The compiler is indeed typically smart enough to delete that reference. One alternative though, which might be an okay middle ground would be to capture the objectid of the string rather than the string itself.

This could cause incorrect collisions, but they’re pretty unlikely and the id would only be used for trying to identify and throw and error anyways. Just an idea.

It would be a breaking change, so it would have to be a 2.0 change.

Would it be possible to have a second string type (IndexedString, or a better name), with its coupled StringIndex, implementing this idea? If these are new types, the change is not breaking.
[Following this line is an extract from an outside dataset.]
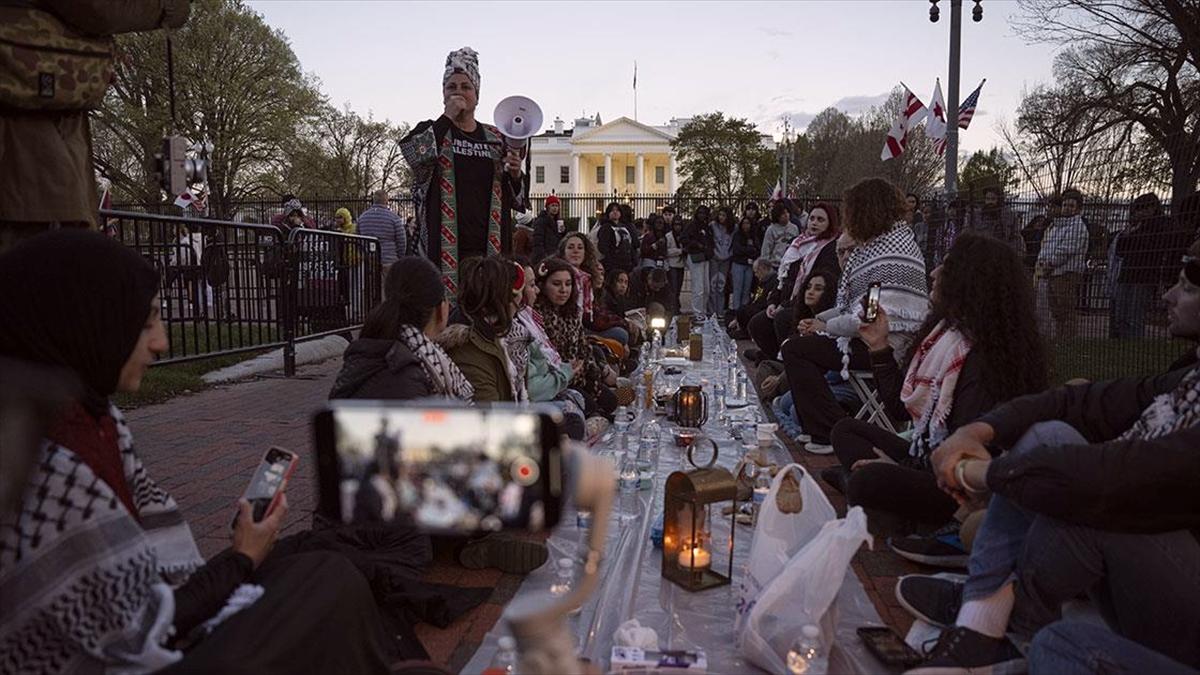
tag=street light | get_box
[927,0,982,196]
It’s also just the removal of the getindex(::String, ::Int) that’s most breaking. Perhaps changing the return types of index-returning functions would be too breaking to do, but it’s the kind of thing that might just be able to be supported as a minor change… especially if it could still be a <: Integer.

Or you could just add getindex(::IndexedString, ::StringIndex) for a new String type, leaving the current legacy getindex(::String, ::Int) as it is now.

It is always possible to deprecate an undesirable method, which would be better than just leaving it be.